Looking at just the number of FoodShare recipients does not provide a complete picture of residents’ needs when it comes to food, however, Lee said.

“As a network (of food banks), our service rates are going up — we are continuing to serve more people more frequently,” said Lee.

Stein said even though the number of recipients is decreasing, there are still a “significant” number of people in Wisconsin who are potentially eligible for food stamps but do not sign up. Lee estimated there are likely between 50,000 and 70,000 people who could receive benefits but do not enroll in the FoodShare program because of lack of awareness or to avoid the stigma that comes with using food stamps.

While the number of FoodShare recipients has decreased, it doesn’t mean the state is saving money because the benefits are paid for with federal dollars. Elizabeth Goodsitt, a spokeswoman for DHS, said the state issued $1.1 billion in benefits in 2014 and is on track to spend between $185 million and $197 million less in 2016.

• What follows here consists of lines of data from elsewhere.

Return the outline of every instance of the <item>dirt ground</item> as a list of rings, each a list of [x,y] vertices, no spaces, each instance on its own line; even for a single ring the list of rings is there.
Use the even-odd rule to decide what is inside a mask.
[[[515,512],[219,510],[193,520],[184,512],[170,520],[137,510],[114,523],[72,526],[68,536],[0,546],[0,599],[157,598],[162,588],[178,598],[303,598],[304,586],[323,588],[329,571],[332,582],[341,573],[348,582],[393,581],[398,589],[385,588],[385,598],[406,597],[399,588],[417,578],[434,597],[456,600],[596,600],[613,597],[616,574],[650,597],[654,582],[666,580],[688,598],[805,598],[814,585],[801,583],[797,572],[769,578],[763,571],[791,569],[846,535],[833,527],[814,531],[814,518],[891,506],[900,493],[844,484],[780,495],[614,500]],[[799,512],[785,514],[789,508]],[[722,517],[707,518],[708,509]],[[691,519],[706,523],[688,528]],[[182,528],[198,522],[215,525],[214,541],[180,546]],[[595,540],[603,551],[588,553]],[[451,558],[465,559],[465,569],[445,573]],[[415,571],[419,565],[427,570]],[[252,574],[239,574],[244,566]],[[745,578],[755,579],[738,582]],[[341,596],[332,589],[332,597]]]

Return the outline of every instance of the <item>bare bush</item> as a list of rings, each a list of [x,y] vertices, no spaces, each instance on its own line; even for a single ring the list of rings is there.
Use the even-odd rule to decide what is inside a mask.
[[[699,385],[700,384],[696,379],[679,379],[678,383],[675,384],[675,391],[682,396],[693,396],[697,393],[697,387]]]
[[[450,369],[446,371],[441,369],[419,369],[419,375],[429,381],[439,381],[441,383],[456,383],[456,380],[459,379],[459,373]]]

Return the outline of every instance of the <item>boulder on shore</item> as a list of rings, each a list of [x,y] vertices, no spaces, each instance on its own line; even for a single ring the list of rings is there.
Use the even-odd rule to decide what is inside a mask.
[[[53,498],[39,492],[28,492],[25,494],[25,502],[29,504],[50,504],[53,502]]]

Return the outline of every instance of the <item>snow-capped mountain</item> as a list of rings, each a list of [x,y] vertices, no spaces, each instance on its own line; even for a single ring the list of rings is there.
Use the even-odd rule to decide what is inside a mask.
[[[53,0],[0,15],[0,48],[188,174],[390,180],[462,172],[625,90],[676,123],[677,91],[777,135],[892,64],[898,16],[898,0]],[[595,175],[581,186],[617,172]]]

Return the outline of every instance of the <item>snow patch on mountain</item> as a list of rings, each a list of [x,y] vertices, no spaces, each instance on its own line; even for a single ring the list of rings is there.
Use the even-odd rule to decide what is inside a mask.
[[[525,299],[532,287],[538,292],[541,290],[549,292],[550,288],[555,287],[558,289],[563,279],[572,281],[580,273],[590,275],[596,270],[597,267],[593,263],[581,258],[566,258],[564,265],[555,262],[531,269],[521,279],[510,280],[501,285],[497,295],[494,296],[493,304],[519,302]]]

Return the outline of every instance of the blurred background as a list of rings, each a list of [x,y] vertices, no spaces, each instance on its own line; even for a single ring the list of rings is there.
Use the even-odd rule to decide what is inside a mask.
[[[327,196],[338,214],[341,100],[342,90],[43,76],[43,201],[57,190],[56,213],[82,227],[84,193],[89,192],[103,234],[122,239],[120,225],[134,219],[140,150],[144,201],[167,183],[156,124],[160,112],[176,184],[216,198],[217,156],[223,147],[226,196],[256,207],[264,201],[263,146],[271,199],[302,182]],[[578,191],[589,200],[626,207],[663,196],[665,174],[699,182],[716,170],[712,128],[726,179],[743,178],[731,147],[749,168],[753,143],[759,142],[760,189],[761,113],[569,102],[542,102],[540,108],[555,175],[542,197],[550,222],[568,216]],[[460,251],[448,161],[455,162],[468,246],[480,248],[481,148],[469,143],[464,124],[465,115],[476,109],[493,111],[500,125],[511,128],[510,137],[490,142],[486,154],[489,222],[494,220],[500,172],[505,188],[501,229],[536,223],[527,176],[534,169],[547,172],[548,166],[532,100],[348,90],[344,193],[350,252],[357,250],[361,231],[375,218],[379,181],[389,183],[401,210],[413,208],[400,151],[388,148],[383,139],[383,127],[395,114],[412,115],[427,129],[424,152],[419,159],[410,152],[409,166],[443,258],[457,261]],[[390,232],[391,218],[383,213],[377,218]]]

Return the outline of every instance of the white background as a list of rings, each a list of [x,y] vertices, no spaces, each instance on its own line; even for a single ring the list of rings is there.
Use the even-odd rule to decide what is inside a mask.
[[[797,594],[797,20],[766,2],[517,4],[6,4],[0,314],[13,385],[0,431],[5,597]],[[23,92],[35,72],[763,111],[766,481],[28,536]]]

Senate Majority Leader Scott Fitzgerald, R-Juneau, said through a spokeswoman that “while he is optimistic that the reason for the decline in recipients is due to the improving economy as indicated by DHS, he would also like to see a more detailed analysis of the factors that may have contributed to this change.”

A spokesman for Senate Minority Leader Jennifer Shilling, D-La Crosse, Assembly Minority Leader Peter Barca and a spokeswoman for Assembly Speaker Robin Vos did not respond to requests for comment.

Tussler has criticized the state’s new work requirement for some FoodShare recipients, which resulted in 41,000 recipients losing benefits in its first year.

The 2013-15 state budget created a rule: If you’re an able-bodied adult without children living at home, you must work at least 80 hours a month or look for work to stay in the program.

That rule went into effect in April 2015, and since July 2015, more than half of the eligible FoodShare recipients were dropped from the program for not seeking employment, according to the most recent DHS data.

Participants can get three months of FoodShare benefits before being removed from the program if they don’t look for work.

But it also created a job training and placement program that has led to 12,000 recipients finding jobs in that time period, which Tussler has said is an “abysmal” rate compared to the number of people who lose benefits.

[Editor's note: This story has been updated to reflect a correction. The original version understated the number of meals Second Harvest Foodbank of Southern Wisconsin distributed last year. The food bank distributed the equivalent of 1.3 million more meals than it did the year before for a total of 13.7 million meals.]